Daniele and his partners talked to the older villagers, gleaning from them all the information they could on the appearance of the dwellings in the past – and thus basing restoration on oral history. They chose to use local handcrafts in bedspreads and curtains and fabrics, reviving artisan skills which would soon have floated away into the historical past.

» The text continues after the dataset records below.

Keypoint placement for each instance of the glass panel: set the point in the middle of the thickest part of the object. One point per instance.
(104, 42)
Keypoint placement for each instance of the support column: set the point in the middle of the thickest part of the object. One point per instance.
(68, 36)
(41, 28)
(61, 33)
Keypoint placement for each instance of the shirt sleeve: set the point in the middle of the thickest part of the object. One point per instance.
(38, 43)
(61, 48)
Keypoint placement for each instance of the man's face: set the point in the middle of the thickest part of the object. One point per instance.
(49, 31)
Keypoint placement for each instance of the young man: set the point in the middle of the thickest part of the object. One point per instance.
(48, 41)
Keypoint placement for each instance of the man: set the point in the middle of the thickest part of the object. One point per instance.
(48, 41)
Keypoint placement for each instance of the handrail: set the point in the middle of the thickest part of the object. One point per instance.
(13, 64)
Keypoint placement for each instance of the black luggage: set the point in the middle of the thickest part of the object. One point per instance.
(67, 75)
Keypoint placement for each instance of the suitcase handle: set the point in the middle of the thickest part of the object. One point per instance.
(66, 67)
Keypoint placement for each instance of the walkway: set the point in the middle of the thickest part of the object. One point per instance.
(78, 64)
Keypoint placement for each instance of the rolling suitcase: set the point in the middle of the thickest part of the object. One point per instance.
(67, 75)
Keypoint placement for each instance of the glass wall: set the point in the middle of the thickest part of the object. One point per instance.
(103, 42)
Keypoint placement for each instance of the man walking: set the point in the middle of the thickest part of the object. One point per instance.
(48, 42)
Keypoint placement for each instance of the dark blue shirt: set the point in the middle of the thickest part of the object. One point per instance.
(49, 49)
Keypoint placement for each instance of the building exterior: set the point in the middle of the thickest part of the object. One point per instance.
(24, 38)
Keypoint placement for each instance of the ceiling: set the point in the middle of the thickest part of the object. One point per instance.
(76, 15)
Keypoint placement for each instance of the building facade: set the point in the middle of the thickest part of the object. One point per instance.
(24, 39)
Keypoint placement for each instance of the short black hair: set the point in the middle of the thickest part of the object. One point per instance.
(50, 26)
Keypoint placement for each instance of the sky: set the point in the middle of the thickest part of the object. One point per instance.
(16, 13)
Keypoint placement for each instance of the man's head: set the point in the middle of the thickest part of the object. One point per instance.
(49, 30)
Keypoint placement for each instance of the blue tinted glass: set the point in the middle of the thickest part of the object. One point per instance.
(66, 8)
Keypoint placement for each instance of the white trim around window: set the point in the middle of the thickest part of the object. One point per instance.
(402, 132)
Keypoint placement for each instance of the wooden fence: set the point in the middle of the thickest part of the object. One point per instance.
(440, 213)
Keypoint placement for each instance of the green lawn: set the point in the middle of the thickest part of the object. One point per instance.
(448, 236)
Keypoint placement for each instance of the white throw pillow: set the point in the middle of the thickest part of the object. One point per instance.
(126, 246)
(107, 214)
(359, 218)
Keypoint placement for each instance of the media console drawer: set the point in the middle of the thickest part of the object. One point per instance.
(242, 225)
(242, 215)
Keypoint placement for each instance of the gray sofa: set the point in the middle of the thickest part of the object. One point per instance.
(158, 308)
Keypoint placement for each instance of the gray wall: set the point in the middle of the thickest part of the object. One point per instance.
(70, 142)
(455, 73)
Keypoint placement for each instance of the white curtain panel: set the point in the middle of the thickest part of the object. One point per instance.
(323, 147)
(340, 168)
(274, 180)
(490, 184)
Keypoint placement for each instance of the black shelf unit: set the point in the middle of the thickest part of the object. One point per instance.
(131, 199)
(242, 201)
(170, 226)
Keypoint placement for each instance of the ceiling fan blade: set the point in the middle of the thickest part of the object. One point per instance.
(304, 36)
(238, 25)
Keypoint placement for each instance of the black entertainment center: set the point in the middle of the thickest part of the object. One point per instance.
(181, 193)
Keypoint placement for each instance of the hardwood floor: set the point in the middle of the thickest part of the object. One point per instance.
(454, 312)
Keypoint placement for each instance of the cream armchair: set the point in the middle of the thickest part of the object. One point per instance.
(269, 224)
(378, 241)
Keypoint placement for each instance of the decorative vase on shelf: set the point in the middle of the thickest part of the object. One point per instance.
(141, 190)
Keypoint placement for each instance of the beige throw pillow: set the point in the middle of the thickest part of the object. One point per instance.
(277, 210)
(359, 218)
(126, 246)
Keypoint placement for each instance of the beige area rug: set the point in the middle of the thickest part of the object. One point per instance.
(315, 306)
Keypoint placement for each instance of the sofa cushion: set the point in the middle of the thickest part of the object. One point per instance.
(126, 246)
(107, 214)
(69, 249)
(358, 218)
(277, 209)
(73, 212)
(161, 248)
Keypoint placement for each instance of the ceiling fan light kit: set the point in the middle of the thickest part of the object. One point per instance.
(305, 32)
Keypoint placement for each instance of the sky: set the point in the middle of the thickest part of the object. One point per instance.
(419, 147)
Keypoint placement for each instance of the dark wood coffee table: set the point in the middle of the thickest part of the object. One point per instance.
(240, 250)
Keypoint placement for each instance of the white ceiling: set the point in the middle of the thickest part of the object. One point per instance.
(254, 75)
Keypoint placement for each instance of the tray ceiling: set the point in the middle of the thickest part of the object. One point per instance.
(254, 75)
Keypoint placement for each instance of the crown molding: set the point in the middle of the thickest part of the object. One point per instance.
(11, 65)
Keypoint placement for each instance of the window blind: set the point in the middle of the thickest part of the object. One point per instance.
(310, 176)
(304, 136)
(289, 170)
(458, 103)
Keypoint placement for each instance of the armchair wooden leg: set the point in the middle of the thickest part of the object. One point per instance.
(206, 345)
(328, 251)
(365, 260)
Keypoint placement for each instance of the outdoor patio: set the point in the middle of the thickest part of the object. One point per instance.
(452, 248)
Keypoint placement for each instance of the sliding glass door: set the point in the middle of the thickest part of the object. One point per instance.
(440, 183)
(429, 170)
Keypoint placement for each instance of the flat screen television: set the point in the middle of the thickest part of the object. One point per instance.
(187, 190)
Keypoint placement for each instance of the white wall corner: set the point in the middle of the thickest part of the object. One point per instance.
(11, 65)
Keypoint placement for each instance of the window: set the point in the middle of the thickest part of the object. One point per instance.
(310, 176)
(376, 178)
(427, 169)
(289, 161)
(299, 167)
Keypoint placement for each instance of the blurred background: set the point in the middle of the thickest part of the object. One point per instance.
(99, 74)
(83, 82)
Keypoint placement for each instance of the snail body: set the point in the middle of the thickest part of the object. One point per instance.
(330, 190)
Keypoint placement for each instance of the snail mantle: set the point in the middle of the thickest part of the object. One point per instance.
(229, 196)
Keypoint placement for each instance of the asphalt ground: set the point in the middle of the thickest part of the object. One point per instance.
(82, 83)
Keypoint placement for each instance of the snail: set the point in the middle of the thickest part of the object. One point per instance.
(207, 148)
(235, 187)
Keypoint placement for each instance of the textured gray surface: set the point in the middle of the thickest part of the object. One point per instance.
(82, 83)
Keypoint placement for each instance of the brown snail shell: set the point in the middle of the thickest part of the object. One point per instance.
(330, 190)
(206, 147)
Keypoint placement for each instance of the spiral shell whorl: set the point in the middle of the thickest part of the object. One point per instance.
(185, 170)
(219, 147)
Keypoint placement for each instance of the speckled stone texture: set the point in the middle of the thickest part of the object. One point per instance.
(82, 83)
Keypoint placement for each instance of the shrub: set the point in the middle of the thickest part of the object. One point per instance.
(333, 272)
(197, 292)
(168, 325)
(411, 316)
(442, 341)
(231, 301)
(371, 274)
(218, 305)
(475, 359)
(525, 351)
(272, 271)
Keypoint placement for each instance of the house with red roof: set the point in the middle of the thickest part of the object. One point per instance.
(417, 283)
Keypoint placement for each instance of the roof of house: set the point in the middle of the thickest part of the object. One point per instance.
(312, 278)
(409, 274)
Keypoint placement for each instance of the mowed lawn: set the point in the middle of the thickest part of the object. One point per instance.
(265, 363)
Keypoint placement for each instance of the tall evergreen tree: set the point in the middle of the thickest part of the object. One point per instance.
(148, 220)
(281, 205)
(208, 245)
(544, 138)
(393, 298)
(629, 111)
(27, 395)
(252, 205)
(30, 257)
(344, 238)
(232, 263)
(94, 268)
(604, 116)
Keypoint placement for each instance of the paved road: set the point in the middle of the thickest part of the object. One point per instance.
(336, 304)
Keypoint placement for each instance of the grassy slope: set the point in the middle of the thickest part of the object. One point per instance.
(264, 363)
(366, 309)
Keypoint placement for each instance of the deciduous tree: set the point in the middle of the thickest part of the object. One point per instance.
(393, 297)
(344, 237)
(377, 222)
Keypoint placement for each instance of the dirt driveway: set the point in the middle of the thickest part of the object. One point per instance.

Rural pastoral traditions are cherished and preserved in each room. For example, the rooms do not have closets but simply old wooden trunks at the foot of the beds as the pastoral residences would have had. Silvana and I visited one. Like all the Albergo Sextantio rooms, the interior has been restored but not at all changed. Rough-hewn beams, ancient uneven brick floors, very little furniture and small windows characterize the rooms. Windows were precious commodities and glass was not “wasted” on stalls. Harsh winters also meant thick walls and few spaces open to the elements (ie,windows).
Abruzzo astounds for its endless, hidden treasures. Santo Stefano di Sessanio hides quite a few.